Pair Corralation between Solarmax Technology and Harmony Gold
Given the investment horizon of 90 days Solarmax Technology Common is expected to under-perform the Harmony Gold. In addition to that, Solarmax Technology is 5.58 times more volatile than Harmony Gold Mining. It trades about -0.05 of its total potential returns per unit of risk. Harmony Gold Mining is currently generating about -0.17 per unit of volatility. If you would invest 929.00 in Harmony Gold Mining on October 11, 2024 and sell it today you would lose (68.00) from holding Harmony Gold Mining or give up 7.32% of portfolio value over 90 days.

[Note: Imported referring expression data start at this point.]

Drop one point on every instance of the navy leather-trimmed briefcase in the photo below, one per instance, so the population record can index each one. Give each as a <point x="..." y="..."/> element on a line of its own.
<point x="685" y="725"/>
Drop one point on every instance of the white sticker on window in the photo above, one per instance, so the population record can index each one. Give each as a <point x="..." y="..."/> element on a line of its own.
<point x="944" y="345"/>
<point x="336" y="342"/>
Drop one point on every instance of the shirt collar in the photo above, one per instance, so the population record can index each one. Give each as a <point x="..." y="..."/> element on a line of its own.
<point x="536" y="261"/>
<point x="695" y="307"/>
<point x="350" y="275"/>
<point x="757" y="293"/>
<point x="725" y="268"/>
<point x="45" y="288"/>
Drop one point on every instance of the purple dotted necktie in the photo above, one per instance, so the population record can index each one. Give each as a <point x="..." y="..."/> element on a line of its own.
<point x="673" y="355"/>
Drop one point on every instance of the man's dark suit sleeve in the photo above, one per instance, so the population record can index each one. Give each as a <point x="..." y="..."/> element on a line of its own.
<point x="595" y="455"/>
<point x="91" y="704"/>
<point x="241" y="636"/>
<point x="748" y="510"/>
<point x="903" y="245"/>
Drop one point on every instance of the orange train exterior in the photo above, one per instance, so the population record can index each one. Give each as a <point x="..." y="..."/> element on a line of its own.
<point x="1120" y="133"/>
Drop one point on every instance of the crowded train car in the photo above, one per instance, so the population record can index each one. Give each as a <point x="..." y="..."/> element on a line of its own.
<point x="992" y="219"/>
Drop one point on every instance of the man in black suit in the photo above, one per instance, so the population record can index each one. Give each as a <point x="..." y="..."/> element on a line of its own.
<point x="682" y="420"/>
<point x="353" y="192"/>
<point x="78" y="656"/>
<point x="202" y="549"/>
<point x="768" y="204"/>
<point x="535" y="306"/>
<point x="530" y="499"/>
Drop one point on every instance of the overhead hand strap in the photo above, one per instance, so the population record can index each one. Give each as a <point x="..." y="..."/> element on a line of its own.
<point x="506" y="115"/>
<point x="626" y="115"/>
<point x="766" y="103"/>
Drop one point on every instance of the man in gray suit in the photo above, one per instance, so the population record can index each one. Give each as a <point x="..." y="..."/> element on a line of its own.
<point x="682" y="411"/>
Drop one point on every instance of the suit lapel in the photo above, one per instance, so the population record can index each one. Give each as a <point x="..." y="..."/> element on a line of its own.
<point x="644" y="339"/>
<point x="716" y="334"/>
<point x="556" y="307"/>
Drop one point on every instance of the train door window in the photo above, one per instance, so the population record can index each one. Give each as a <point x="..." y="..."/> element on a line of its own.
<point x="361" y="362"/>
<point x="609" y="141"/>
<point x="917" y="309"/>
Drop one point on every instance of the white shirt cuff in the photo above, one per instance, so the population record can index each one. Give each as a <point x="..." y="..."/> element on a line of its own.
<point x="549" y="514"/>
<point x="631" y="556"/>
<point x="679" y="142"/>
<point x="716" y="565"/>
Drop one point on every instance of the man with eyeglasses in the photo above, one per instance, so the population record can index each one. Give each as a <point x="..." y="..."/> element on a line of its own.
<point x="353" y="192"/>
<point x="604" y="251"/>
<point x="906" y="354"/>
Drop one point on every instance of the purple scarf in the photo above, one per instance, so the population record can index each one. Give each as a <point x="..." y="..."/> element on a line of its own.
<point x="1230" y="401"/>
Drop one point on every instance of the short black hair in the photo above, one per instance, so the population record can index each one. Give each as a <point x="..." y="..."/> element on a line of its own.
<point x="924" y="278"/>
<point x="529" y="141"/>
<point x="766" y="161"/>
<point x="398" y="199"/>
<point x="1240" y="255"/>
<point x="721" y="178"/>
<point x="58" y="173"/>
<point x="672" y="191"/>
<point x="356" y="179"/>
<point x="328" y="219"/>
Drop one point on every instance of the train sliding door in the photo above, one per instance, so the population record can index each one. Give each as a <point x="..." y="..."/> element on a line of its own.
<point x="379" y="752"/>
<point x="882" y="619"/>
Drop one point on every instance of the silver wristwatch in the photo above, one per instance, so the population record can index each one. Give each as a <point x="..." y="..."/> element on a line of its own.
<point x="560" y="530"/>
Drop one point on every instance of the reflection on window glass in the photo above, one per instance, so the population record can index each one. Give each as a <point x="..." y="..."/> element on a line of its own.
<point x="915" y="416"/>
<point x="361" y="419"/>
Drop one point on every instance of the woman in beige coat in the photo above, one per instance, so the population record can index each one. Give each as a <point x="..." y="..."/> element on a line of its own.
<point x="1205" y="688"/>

Time Period | 3 Months [change] |
Direction | Moves Against |
Strength | Very Weak |
Accuracy | 100.0% |
Values | Daily Returns |
Solarmax Technology Common vs. Harmony Gold Mining
Performance |
Timeline |
Solarmax Technology |
Harmony Gold Mining |
Solarmax Technology and Harmony Gold Volatility Contrast
Predicted Return Density |
Returns |
Pair Trading with Solarmax Technology and Harmony Gold
The main advantage of trading using opposite Solarmax Technology and Harmony Gold positions is that it hedges away some unsystematic risk. Because of two separate transactions, even if Solarmax Technology position performs unexpectedly, Harmony Gold can make up some of the losses. Pair trading also minimizes risk from directional movements in the market. For example, if an entire industry or sector drops because of unexpected headlines, the short position in Harmony Gold will offset losses from the drop in Harmony Gold's long position.Solarmax Technology vs. Harmony Gold Mining | Solarmax Technology vs. Neogen | Solarmax Technology vs. Viemed Healthcare | Solarmax Technology vs. IPG Photonics |
Harmony Gold vs. AngloGold Ashanti plc | Harmony Gold vs. Eldorado Gold Corp | Harmony Gold vs. Kinross Gold | Harmony Gold vs. Pan American Silver |
Check out your portfolio center.Note that this page's information should be used as a complementary analysis to find the right mix of equity instruments to add to your existing portfolios or create a brand new portfolio. You can also try the Performance Analysis module to check effects of mean-variance optimization against your current asset allocation.